Special Conservators of the Peace: Private Police Forces of One
If he looks like a cop, talks like cop, and acts like a cop, he’s probably a cop right? Well, sort of. A growing trend shows civilians are forming private police forces of one to patrol our streets. Armed with a gun and a badge, they can write citations and make arrests. The kicker? The whole thing is completely legal.
According to the Washington Post, Virginia state records indicate the number of private police or “special conservators of the peace” (SCOPs) has doubled in Virginia over the last 10 years to number about 750, and consistent growth can been seen all over the nation.
But how is it that these “SCOPs” have any authority?
Well, a provision of state law allows private citizens to petition the court to become SCOPs. An individual petitions the court to be commissioned with the help of a sponsorship from an employer. After undergoing background checks, alcohol and drug tests, and completing required training hours, a circuit court judge will rule on the petition and designate their jurisdiction(s). If approved, a civilian can become a one man police force instantly. The majority of these private police officers are hired to patrol corporate campuses, work for neighborhood associations, or perform code enforcement for counties or cities.
The Virginia legislature just passed a bill that increased SCOPs’ required training hours from 40 to 130, but that is still drastically lower than the amount required of municipal officers–usually ranging from 580 to 1,200 hours. While SCOPs include some former cops, they also include some police academy rejects, which is cause for concern. The increase in training hours can be seen as a push from Virginia lawmakers to improve the legitimacy of these officers amidst complaints that they’re significantly under-trained and unregulated. According to the Post, Virginia isn’t the only state to have its issues with these private police:
In 2012, more than 20 residents of the Cherry Hill neighborhood of Baltimore filed a $25 million lawsuit against a Cleveland security company, claiming its guards had abused residents and violated their civil rights by stopping them illegally and making false arrests. Two of the three guards named in the suit were ‘special police,’ a designation similar to SCOPs in Virginia.
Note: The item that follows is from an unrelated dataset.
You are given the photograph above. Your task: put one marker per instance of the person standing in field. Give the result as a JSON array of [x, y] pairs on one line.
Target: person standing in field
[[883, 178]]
The exact duties, responsibilities and geographic limitations of these SCOPs vary depending on what was deemed appropriate by the court for the individual. Without a clear understanding of the duties that these pseudo cops are certified to perform, it can be hard for civilians to understand their rights when dealing with them.
That new Virginia bill sponsored by Senator Thomas Norment Jr is looking to up those requirements for the SCOPs, and it will probably be signed by Governor Terry McAuliffe. But Norment thinks more needs to be done, like making sure that SCOPs can’t call themselves cops. Taking away that title may end up taking away some of these officers legitimacy, but making the distinction that they’re “kinda cops” rather than real officers may be necessary.